Mississippi’s Giant House Party is in full swing and day one of political speechifying is in the books.

Here’s a look at some of the most notable action under the Founders Square Pavilion:

* Central District Public Service Commissioner Lynn Posey (R) brushed over the hottest topic facing the PSC – Mississippi Power’s Kemper Plant. He said that all aspects of the construction and rate requests were being monitored, noting that his job was to protect the rate payers. The majority of his time was spent highlighting the No Call efforts by the PSC.

* Central District Transportation Commissioner Dick Hall (R) did not come out promoting a gas tax increase but he did call for Congress to reinstate earmarks. He praised previous Mississippi federal delegations for bringing home the bacon for transportation and chided the earmark ban ending the Congressional practice. Hall said the legislative branch should be able to appropriate funds but now Congress’ earmark power lies with the executive branch through grants. He noted that the White House has issued over $1 billion in grants to Illinois versus the $20 million Mississippi has received.
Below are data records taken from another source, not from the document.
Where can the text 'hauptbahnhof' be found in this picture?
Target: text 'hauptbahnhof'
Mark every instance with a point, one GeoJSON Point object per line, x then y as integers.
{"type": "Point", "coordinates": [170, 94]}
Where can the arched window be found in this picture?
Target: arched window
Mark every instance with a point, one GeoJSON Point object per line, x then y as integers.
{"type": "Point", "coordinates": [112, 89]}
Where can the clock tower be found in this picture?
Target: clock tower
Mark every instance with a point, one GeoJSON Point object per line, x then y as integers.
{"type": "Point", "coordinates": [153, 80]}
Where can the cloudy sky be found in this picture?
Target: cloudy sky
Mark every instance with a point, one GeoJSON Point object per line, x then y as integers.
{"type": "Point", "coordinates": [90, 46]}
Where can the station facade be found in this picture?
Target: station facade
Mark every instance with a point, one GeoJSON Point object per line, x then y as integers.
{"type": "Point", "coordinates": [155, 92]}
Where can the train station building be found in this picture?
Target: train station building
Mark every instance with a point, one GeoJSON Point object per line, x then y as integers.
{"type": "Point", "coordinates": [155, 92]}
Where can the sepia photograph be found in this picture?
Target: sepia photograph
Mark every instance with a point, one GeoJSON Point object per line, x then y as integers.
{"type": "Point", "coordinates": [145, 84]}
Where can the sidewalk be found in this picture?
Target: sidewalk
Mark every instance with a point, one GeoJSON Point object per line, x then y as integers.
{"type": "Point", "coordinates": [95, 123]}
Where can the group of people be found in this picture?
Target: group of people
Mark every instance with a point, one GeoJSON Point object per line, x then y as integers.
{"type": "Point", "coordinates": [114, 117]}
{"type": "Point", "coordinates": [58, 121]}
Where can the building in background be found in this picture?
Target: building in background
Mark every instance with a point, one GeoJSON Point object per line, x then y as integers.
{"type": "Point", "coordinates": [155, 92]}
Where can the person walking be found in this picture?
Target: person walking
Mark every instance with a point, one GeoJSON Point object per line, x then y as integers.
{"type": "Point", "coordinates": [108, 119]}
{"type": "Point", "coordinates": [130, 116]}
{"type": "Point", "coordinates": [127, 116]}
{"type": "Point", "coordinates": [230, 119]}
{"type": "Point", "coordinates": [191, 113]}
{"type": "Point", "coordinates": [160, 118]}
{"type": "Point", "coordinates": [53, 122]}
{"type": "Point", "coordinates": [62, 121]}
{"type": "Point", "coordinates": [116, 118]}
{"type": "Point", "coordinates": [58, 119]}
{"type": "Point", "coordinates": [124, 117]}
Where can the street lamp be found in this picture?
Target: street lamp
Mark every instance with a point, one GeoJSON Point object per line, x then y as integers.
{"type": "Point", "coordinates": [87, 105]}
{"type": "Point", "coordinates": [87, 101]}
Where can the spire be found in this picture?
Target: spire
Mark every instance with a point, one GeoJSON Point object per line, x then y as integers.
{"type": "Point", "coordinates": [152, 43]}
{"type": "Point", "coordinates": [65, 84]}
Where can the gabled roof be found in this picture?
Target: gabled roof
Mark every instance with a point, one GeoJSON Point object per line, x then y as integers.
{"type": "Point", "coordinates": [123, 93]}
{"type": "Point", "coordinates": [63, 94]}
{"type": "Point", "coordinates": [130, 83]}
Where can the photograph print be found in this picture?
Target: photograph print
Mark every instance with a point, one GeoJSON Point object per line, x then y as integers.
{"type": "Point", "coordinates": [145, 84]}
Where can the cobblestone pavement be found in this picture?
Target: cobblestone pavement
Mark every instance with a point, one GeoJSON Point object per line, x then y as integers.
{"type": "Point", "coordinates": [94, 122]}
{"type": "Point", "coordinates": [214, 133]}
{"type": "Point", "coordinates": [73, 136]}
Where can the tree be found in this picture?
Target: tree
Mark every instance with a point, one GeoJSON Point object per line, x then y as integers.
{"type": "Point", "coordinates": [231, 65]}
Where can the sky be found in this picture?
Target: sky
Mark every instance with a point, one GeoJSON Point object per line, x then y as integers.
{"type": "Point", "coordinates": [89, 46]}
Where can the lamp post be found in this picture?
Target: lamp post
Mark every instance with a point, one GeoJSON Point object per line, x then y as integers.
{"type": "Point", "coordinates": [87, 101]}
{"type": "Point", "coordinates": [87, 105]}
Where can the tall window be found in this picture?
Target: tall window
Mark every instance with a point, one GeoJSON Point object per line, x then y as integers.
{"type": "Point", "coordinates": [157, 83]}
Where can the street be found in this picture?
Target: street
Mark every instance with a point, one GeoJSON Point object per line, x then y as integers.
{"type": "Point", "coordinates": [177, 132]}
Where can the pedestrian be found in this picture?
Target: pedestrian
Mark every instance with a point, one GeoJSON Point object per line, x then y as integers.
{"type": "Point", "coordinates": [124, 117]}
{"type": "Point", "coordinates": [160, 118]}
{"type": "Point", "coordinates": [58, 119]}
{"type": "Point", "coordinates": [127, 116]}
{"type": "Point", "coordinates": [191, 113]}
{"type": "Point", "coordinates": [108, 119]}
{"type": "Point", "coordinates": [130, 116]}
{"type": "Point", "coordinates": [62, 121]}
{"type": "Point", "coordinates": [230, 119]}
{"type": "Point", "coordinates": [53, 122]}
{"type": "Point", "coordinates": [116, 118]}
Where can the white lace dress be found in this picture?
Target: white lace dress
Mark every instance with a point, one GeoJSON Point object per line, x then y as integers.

* State Auditor Stacey Pickering (R), one of the best speakers on the stump in the state, started out praising his staff for their national recognition for accountability pertaining to federal stimulus funds. Most of his time was spent promoting Republican Presidential nominee Mitt Romney. Pickering is Romney state chairman. He noted that the recent Mississippi Republican presidential primary ended in essentially a three way tie but now it was time to come together and elect Romney the nation’s next President.

* Attorney General Jim Hood (D) received a less than rousing welcome to the stage; Hood even commented that the crowd must have been sleepy. Hood focused his remarks on online crimes against children, counterfeit/illegal drugs over the internet, and domestic violence. He did not mention the legislative session or national politics, which isn’t a surprise.

* Lt. Governor Tate Reeves started off his speech by mentioning his daughters’ trip to see the ‘American Idol’ concert in Jackson and joked that if his daughters were judging AG Hood’s speech they would say it was a little pitchy. Reeves spent a good while on keeping the state fiscally responsible and praised that there wasn’t a bond bill this year, reigning in feel good projects on the state’s credit card. He then moved to education where he blasted the Board of Education for dropping graduation rates from school ratings. He said people deserve to know how schools are doing and that he was more worried about students then bad PR for adults. His message to both parties regarding education was to “buckle your seat belts; reform is coming” saying that the Senate passed a good charter school bill last session and the House killed it. Reeves said there was no good reason to deny parents choice in education and it was his priority next session.

Yall Politics will be back under the pavilion tomorrow morning to hear from Supreme Court candidates, Senate candidates, Insurance Commissioner Mike Chaney, State Treasurer Lynn Fitch, Agriculture Commissioner Cindy Hyde-Smith, House Speaker Philip Gunn,Secretary of State Delbert Hosemann, and Governor Phil Bryant.